[Testing] Testing Resources Of Niftiness
Mel Chua
mel at laptop.org
Thu Nov 20 21:08:07 EST 2008
One last thing - I know some members of our test community are trying to
learn more about testing (I'm always learning, myself!) and have said
that they'd appreciate occasional neat resources, articles, posts, and
papers as they may apply to testing at OLPC.
Therefore, I'm starting TRON: Testing Resources of Niftiness. I'll start
sharing my favorite OLPC-ish testing resource after each meeting.
(Complaints, comments, suggestions, and your own pointers to niftiness
are very welcome!)
Since this is the first one and some of the people here are new to
testing, I'll start with a pointer to a great self-study intro course on
software testing by Cem Kaner and James Bach. This has a lot of the
basic background and vocabulary that might be helpful to pick up, and
focuses on black-box testing (external testing, without looking at the
code - the kind we've done here so far).
http://www.testingeducation.org/BBST/
Now...
My favorite article this week is actually a blog post: Can your kid beat
you in testing?
(http://software-testing-zone.blogspot.com/2008/09/can-your-kid-beat-you-in-testing.html)
The connection to OLPC should be pretty obvious. ;-) We've spoken about
wanting to get test feedback from kids before; how can we facilitate
test sessions with them that take advantage of the respective strengths
of kids and adult testers? (Paired testing - one child per tester?)
Anyway, some food for thought.
I also can't resist some testing humor, with all the talk about metrics
this week.
Enjoy!
-Mel
---------
The software engineering community has placed a great deal of emphasis
on metrics and their use in software development. The following metrics
are probably among the most valuable for a software project:
The Pizza Metric
How: Count the number of pizza boxes in the lab.
What: Measures the amount of schedule under-estimation. If people are
spending enough after-hours time working on the project that they need
to have meals delivered to the office, then there has obviously been a
mis-estimation somewhere.
The Aspirin Metric
How: Maintain a centrally-located aspirin bottle for use by the team. At
the beginning and end of each month, count the number of aspirin
remaining in the bottle.
What: Measures stress suffered by the team during the project. This most
likely indicates poor project design in the early phases, which causes
over-expenditure of effort later on. In the early phases, high aspirin
usage probably indicates that the product's goals or other parameters
were poorly defined.
The Beer Metric
How: Invite the team to a beer bash each Friday.

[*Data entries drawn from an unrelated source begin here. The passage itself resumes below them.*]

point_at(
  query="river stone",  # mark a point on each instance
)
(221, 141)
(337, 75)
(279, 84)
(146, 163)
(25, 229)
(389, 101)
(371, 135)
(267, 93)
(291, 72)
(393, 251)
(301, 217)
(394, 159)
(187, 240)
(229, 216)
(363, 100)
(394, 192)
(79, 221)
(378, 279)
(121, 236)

Record the total bar bill.
What: Closely related to the Aspirin Metric, the Beer Metric measures
the frustration level of the team. Among other things, this may indicate
that the technical challenge is more difficult than anticipated.
The Creeping Feature Metric
How: Count the number of features added to the project after the design
has been signed off, but that were not requested by any requirements
definition.
What: This measures schedule slack. If the team has time to add features
that are not necessary, then there was too much time allocated to a
schedule task.
The "Duck!" Metric
How: This one is tricky, but a likely metric would be to count the
number of engineers that leave the room when a marketing person enters.
This is only valid after a requirements document has been finalized.
What: Measures the completeness of initial requirements. If too many
requirements changes are made after the product has been designed, then
the engineering team will be wary of marketing, for fear of receiving
yet another change to a design which met all initial specifications.